Was zeichnet einen guten Factoringanbieter aus?
Angesichts der immer größer werdenden Zahl von Factoringanbietern solltest du wissen, worauf du als Selbstständiger achten musst, wenn du eine Factoringfirma beauftragst.
● Das Unternehmen sollte dir als Selbstständigen echtes Factoring anbieten.
● Gut ist, wenn der Anbieter das komplette Debitorenmanagement übernimmt.
● Es sollte sich um ein Unternehmen handeln, das neben dem Factoring weitere Branchenlösungen anbietet.

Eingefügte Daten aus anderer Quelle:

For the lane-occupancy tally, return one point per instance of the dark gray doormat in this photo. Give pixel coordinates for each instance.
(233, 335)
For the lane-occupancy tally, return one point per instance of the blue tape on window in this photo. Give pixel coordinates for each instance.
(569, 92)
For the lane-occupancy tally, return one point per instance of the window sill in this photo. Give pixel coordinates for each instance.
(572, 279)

● Wähle einen Anbieter, der Mitglied in einem der genannten Factoringverbände ist – die Mitgliedschaft ist wie ein Qualitätssiegel.
● Das Unternehmen sollte eine Auszahlung nach maximal zwei Werktagen gewährleisten.
● Je mehr Service das Factoringunternehmen anbietet, desto besser – feste Ansprechpartner sind beispielsweise von Vorteil, um dich bei Rückfragen nicht immer von Neuem vorstellen zu müssen.
Fazit – lohnt sich Factoring für Selbstständige?
Factoring für Selbstständige kann sich in der Tat lohnen. Jedoch funktioniert es nur bei Rechnungen, die du an andere Unternehmer oder Selbstständige gestellt hast. Privatkunden werden von den Factoringanbietern nicht übernommen. Das Factoring bringt dir einige Vorteile: Du bekommst pünktlich dein Geld, musst keine Angst mehr vor Zahlungsausfällen haben und sparst durch das Abtreten des Mahnwesens und Inkassoverfahrens jede Menge Zeit und Ärger. Für diese Leistungen musst du eine geringe Gebühr bezahlen. Dafür bist du aber jederzeit liquide.